Le projet de loi consiste à calculer cette quote-part de frais et charges non plus sur le montant net des plus-values de cessions de titres de participation, mais sur le montant brut.

Selon Pierre MOSCOVICI et Jérôme CAHUZAC, cette mesure, qui s'inspire des dispositifs existants en Allemagne et en Italie, permettra ainsi d'éviter les "pratiques d'optimisation consistant à piloter le montant net des plus values au sein d'une même année d'imposition".

Aménagement du mécanisme de report en avant, des déficits des sociétés soumises à l'impôt sur les sociétés

Les règles d'imputation par les entreprises des déficits passés sur leurs bénéfices risquent aussi de se durcir …
Il est proposé en effet d'abaisser le plafond d'imputation des déficits reportables.
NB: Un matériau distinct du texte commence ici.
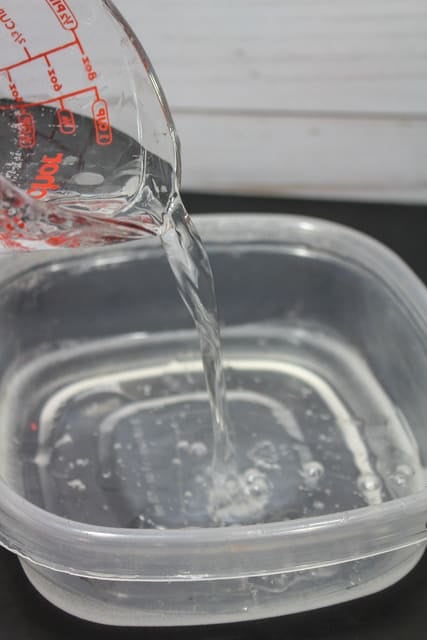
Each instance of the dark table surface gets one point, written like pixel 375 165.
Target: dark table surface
pixel 398 613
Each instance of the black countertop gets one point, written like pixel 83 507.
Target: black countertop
pixel 398 613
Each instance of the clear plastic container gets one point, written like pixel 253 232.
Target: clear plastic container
pixel 325 348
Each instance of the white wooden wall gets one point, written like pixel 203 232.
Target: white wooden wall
pixel 294 97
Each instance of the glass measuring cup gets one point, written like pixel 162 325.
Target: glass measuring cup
pixel 76 137
pixel 95 155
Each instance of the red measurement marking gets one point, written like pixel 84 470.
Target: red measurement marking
pixel 15 92
pixel 10 25
pixel 91 73
pixel 54 80
pixel 72 94
pixel 63 13
pixel 101 119
pixel 66 121
pixel 26 130
pixel 38 56
pixel 45 179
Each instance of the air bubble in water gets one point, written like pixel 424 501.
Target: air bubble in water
pixel 369 483
pixel 402 474
pixel 313 472
pixel 198 449
pixel 256 483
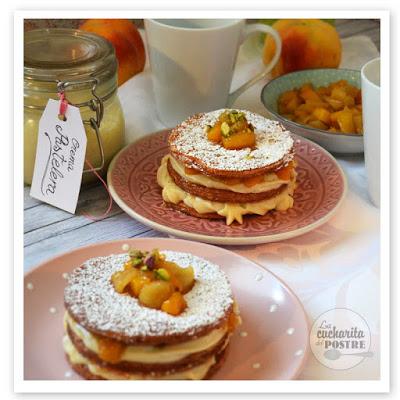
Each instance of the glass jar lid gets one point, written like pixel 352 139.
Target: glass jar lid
pixel 55 54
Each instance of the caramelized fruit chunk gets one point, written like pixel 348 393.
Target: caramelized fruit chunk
pixel 155 293
pixel 137 284
pixel 153 280
pixel 214 133
pixel 174 305
pixel 232 130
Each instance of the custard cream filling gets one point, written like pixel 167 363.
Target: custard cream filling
pixel 172 193
pixel 271 180
pixel 197 372
pixel 151 354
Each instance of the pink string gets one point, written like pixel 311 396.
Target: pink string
pixel 63 104
pixel 110 201
pixel 62 111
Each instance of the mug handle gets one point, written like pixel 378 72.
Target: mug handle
pixel 247 31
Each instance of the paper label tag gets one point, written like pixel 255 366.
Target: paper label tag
pixel 60 156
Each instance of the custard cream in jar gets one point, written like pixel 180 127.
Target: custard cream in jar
pixel 83 66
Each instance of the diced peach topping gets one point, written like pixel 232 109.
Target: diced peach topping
pixel 110 350
pixel 239 141
pixel 232 130
pixel 215 134
pixel 154 281
pixel 137 284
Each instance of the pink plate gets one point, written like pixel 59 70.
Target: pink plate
pixel 133 185
pixel 272 342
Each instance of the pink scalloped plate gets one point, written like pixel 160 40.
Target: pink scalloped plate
pixel 133 185
pixel 272 342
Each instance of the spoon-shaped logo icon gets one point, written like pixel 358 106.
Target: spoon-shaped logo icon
pixel 340 339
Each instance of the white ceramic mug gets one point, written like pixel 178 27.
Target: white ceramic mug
pixel 192 63
pixel 371 101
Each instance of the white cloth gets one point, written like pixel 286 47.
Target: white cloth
pixel 336 265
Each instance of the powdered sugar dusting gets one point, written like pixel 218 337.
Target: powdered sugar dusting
pixel 91 298
pixel 273 143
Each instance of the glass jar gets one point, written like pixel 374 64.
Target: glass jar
pixel 82 65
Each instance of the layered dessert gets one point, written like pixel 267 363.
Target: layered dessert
pixel 148 315
pixel 227 164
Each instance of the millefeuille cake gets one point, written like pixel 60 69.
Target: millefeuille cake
pixel 227 164
pixel 148 315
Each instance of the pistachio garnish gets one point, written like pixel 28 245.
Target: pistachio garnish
pixel 225 129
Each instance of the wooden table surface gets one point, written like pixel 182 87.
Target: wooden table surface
pixel 49 231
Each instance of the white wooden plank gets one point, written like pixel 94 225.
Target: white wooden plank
pixel 117 227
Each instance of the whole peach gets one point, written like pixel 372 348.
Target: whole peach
pixel 126 39
pixel 306 44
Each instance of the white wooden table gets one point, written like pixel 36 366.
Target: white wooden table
pixel 334 266
pixel 49 231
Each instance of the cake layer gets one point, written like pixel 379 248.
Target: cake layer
pixel 220 195
pixel 189 144
pixel 172 193
pixel 91 370
pixel 271 180
pixel 93 303
pixel 148 358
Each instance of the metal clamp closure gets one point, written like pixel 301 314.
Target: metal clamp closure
pixel 95 104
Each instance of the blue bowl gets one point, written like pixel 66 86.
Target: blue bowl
pixel 332 141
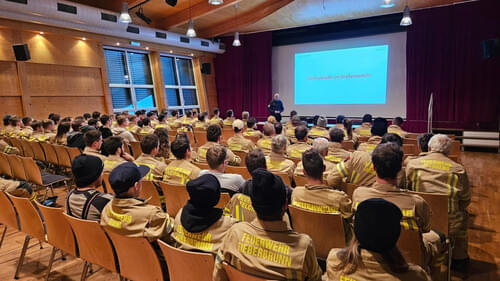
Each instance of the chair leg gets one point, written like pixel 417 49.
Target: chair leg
pixel 21 258
pixel 51 260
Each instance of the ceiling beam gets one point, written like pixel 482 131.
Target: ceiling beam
pixel 261 11
pixel 198 10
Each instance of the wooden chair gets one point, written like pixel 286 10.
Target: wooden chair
pixel 243 171
pixel 59 233
pixel 187 265
pixel 8 216
pixel 143 264
pixel 98 249
pixel 31 224
pixel 326 230
pixel 176 197
pixel 149 191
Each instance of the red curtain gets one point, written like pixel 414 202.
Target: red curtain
pixel 243 75
pixel 444 56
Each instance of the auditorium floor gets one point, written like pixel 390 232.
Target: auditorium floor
pixel 484 237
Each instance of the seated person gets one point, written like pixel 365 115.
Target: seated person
pixel 378 130
pixel 238 142
pixel 283 252
pixel 265 142
pixel 217 161
pixel 251 130
pixel 373 253
pixel 150 146
pixel 337 153
pixel 112 148
pixel 85 202
pixel 295 150
pixel 199 226
pixel 180 170
pixel 214 136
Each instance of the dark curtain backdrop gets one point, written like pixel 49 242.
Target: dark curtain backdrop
pixel 444 56
pixel 243 75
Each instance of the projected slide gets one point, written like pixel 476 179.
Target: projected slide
pixel 346 76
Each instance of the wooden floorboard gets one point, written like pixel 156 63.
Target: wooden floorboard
pixel 484 239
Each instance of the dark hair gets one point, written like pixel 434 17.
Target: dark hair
pixel 391 137
pixel 423 141
pixel 213 133
pixel 91 136
pixel 149 142
pixel 313 164
pixel 255 159
pixel 179 147
pixel 301 132
pixel 216 155
pixel 387 160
Ainsi, l'imputation des déficits antérieurs sur le bénéfice constaté au titre d'un exercice ne serait possible qu'à hauteur d'un plafond égal à 1 million d'€, majoré d'un montant égal à 50 % (au lieu de 60%) du bénéfice imposable de l'exercice excédant cette première limite. Sous réserve de la franchise d'1 million d'€, aucune entreprise ne pourrait ainsi diminuer de plus de moitié son bénéfice imposable, au moyen de reports de déficits antérieurs.

Néanmoins, la part de déficit qui ne peut être déduite resterait reportable sur les exercices suivants, sans limitation de durée et dans la même limite.

Pour souffler comme c'est devenu une habitude, "le froid et le chaud" avec plus ou moins de bonheur, les défenseurs du projet de loi de finances pour 2013 font observer que ces dispositions ne s'appliqueraient qu'aux exercices clos, à compter du 31 Décembre 2012.

                                                                                        *

L'examen de ces mesures parmi les plus caractéristiques proposées par la nouvelle équipe au Pouvoir doit débuter à l'Assemblée nationale le 16 Octobre. Nul doute que le débat va monopoliser encore un bon moment les médias et les politiques, quitte à ce qu'il occulte des problèmes de fond plus graves.